After twenty minutes—much of it spent being ridden like a sled headfirst down to the various dungeons—I inform them that the king must go write his Orion dispatch.
In the dark and swirling gusts, China hunkers low; she suggests I write about the storms lately. Another idea she has is baby salmon. When I ask her what she means, she reminds me of the low river, and all the salmon we saw this past fall—dead on the shores, and spawning in the last channels left in the dried-up streams. Apparently, she’s been worrying with Freezeup so low and very little snow until now, that the ice has frozen down to the developing salmon babies.

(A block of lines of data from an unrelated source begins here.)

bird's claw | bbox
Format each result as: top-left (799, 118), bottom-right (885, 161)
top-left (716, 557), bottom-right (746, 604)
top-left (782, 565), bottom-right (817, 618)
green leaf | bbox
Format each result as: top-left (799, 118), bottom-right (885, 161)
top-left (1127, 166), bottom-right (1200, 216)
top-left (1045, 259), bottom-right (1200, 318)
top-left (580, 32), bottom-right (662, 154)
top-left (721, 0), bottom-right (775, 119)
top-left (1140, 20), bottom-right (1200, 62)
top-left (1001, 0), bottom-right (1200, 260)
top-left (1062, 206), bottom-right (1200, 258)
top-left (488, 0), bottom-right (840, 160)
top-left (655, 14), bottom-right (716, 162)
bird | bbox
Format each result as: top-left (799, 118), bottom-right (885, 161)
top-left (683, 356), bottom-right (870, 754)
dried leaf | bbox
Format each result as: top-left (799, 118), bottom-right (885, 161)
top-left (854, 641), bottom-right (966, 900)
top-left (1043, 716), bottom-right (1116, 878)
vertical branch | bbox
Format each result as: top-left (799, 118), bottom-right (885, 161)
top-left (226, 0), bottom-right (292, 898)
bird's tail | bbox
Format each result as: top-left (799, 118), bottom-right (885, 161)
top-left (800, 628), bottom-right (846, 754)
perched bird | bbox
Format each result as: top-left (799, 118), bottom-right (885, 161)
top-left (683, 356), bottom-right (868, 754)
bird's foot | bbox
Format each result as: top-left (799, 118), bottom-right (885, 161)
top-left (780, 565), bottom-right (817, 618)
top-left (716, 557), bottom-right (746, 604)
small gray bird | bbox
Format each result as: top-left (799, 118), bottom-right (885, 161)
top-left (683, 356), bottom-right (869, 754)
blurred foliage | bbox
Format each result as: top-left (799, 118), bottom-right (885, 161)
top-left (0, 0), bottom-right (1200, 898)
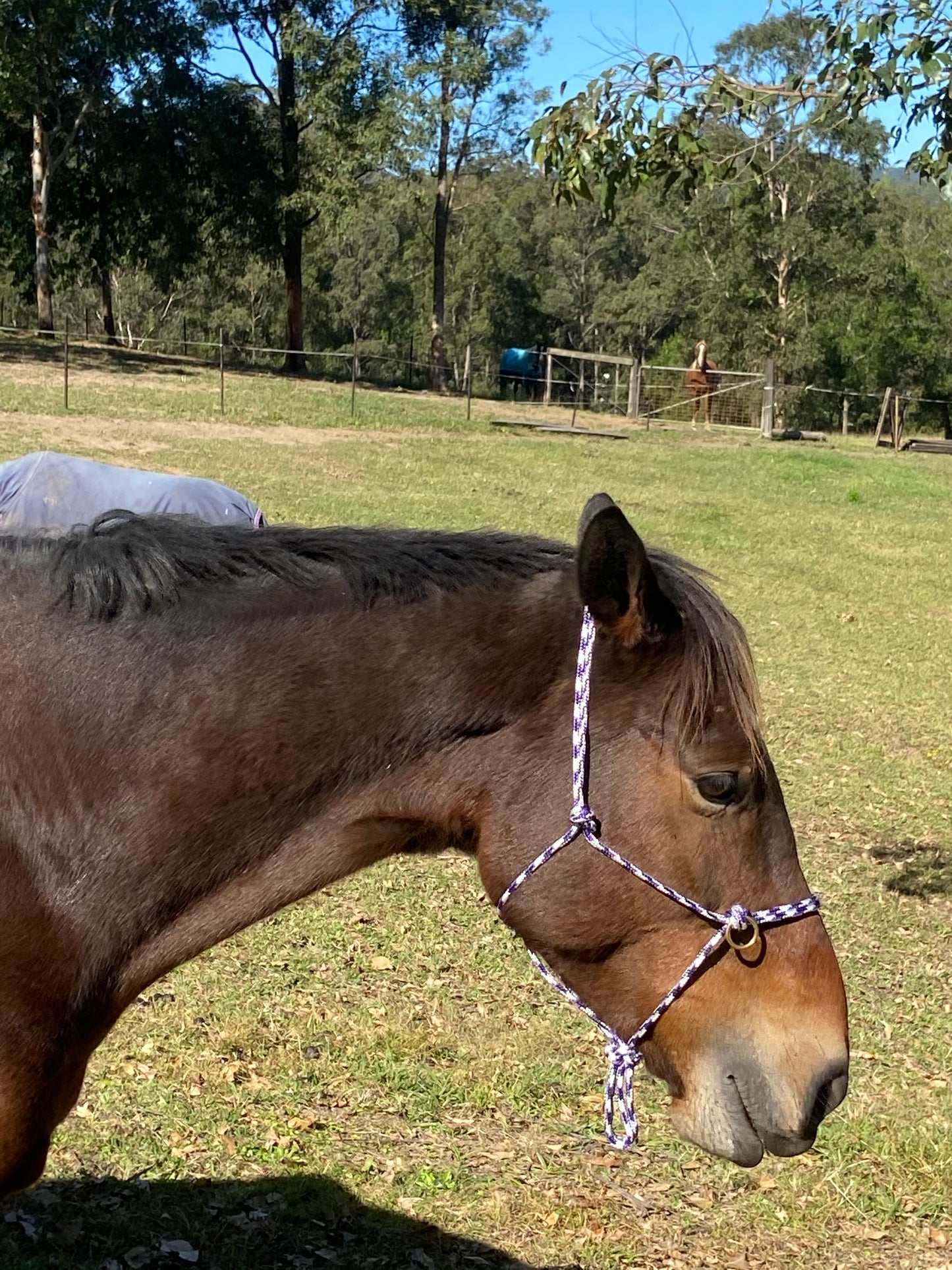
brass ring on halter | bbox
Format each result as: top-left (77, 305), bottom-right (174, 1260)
top-left (726, 917), bottom-right (760, 952)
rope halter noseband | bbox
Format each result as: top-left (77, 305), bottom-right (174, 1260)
top-left (497, 608), bottom-right (820, 1151)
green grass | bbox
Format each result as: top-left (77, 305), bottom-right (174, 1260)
top-left (0, 348), bottom-right (952, 1270)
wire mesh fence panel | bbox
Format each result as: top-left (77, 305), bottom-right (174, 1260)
top-left (637, 364), bottom-right (764, 428)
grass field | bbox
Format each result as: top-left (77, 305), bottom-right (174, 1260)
top-left (0, 344), bottom-right (952, 1270)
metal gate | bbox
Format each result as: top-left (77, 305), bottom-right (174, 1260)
top-left (633, 364), bottom-right (764, 429)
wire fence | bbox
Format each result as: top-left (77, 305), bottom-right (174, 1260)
top-left (637, 364), bottom-right (764, 428)
top-left (0, 314), bottom-right (952, 433)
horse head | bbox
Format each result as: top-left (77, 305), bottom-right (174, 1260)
top-left (480, 496), bottom-right (848, 1166)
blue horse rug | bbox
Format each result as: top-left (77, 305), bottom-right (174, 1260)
top-left (0, 449), bottom-right (266, 533)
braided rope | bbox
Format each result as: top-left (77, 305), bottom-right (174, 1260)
top-left (496, 608), bottom-right (820, 1151)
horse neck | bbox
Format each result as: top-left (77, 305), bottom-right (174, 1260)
top-left (67, 574), bottom-right (579, 1012)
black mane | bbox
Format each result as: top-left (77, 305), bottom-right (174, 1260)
top-left (13, 512), bottom-right (763, 755)
top-left (39, 512), bottom-right (573, 621)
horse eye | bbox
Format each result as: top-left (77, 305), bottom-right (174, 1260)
top-left (694, 772), bottom-right (740, 807)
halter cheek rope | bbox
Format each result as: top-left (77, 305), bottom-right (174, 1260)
top-left (497, 608), bottom-right (820, 1151)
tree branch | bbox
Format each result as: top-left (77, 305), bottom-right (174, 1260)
top-left (229, 22), bottom-right (278, 111)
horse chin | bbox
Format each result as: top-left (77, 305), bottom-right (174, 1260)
top-left (0, 1138), bottom-right (49, 1198)
top-left (671, 1054), bottom-right (848, 1169)
top-left (671, 1082), bottom-right (771, 1169)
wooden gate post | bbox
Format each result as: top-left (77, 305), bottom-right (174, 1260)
top-left (760, 357), bottom-right (774, 441)
top-left (874, 389), bottom-right (892, 446)
top-left (625, 357), bottom-right (641, 419)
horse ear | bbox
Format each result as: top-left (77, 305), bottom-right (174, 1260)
top-left (575, 494), bottom-right (681, 648)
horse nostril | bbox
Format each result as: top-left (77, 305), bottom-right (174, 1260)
top-left (805, 1059), bottom-right (849, 1137)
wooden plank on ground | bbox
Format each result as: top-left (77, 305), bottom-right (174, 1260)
top-left (493, 419), bottom-right (630, 441)
top-left (901, 437), bottom-right (952, 455)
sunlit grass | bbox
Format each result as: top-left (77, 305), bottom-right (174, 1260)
top-left (0, 337), bottom-right (952, 1270)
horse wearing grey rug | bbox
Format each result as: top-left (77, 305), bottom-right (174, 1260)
top-left (0, 449), bottom-right (266, 534)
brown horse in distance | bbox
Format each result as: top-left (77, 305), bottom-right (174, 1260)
top-left (684, 339), bottom-right (721, 424)
top-left (0, 496), bottom-right (848, 1192)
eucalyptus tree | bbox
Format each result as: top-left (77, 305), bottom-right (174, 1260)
top-left (59, 67), bottom-right (277, 343)
top-left (401, 0), bottom-right (547, 390)
top-left (202, 0), bottom-right (389, 372)
top-left (0, 0), bottom-right (203, 332)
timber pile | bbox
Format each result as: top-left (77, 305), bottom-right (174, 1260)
top-left (901, 437), bottom-right (952, 455)
top-left (493, 419), bottom-right (629, 441)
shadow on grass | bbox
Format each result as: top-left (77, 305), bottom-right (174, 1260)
top-left (871, 840), bottom-right (952, 899)
top-left (0, 1176), bottom-right (574, 1270)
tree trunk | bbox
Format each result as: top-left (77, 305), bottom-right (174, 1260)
top-left (30, 114), bottom-right (53, 335)
top-left (100, 270), bottom-right (118, 344)
top-left (278, 30), bottom-right (307, 374)
top-left (282, 229), bottom-right (307, 374)
top-left (430, 75), bottom-right (451, 392)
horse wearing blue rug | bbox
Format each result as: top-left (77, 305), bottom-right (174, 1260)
top-left (499, 344), bottom-right (545, 401)
top-left (0, 449), bottom-right (266, 534)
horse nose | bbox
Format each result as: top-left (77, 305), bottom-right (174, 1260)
top-left (804, 1059), bottom-right (849, 1138)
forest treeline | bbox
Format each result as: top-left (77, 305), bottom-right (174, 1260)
top-left (0, 0), bottom-right (952, 423)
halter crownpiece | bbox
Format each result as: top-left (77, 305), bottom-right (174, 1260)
top-left (496, 608), bottom-right (820, 1151)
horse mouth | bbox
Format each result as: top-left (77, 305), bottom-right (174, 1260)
top-left (671, 1063), bottom-right (847, 1169)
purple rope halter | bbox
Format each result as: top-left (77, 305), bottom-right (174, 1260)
top-left (497, 608), bottom-right (820, 1151)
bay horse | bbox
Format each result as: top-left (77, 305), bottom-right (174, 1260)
top-left (0, 496), bottom-right (848, 1192)
top-left (0, 449), bottom-right (266, 534)
top-left (684, 339), bottom-right (721, 424)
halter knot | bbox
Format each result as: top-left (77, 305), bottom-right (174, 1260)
top-left (569, 803), bottom-right (602, 837)
top-left (727, 904), bottom-right (753, 931)
top-left (605, 1033), bottom-right (644, 1151)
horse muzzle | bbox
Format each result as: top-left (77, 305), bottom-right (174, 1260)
top-left (671, 1047), bottom-right (849, 1169)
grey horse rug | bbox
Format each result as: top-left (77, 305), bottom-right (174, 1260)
top-left (0, 449), bottom-right (266, 533)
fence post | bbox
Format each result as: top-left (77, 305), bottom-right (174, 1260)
top-left (625, 357), bottom-right (641, 419)
top-left (350, 332), bottom-right (356, 419)
top-left (874, 389), bottom-right (892, 446)
top-left (62, 318), bottom-right (70, 410)
top-left (760, 357), bottom-right (774, 441)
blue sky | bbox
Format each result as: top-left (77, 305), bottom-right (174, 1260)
top-left (528, 0), bottom-right (928, 163)
top-left (212, 0), bottom-right (924, 163)
top-left (529, 0), bottom-right (766, 93)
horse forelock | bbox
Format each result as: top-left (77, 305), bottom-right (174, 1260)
top-left (648, 548), bottom-right (766, 767)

Me, I’ve been thinking to write about fox hunters from the past—what Bob Uhl described to me, how in the 1920’s red fox skins were worth twenty bucks apiece, and hunters snowshoed for days on the tracks of foxes. The good hunters knew each and every patch of willows on this coastal land; if a fox’s trail angled in the direction of a distant and known thicket, the expert could make a valuable shortcut, knowing exactly where mister fox hoped to hide.
Now, ninety years later, there are a thousand thickets. Millions maybe. Willow-guessing where a fox may hide is an art form gone. Verifying this vegetation influx are more of Bob’s exact facts—about how moose, a willow-eating species, first arrived in the late 1940’s, and thrived.
But foxes, willows, or moose alone make not climate change, nor a story here. Throw in a human. Throw in the fact that Bob Uhl—old and bent and gray, and by far the wisest man I know when it comes to the land—is one of the few here that firmly, gently, steadfastly won’t believe in global warming. And as always, I’m not certain where to put this piece of the puzzle.
This ends my year describing my Arctic homeland to strangers. My charge to unveil examples of change—on these pages anyway—is done. In a way it is a relief, and yet an unfocusing, too. Looking extra hard for change, when you don’t like change, is tough on a person. Scrutinizing carefully for cracks forming in ice you’re standing on, or a frozen land you love, is not necessarily good for man or lemming.
I leave you now, climb into my icy overpants and parka, to return to my problematic princesses and my dog with his almost-wolf Star Trek name, out in the beautiful windblown kingdom.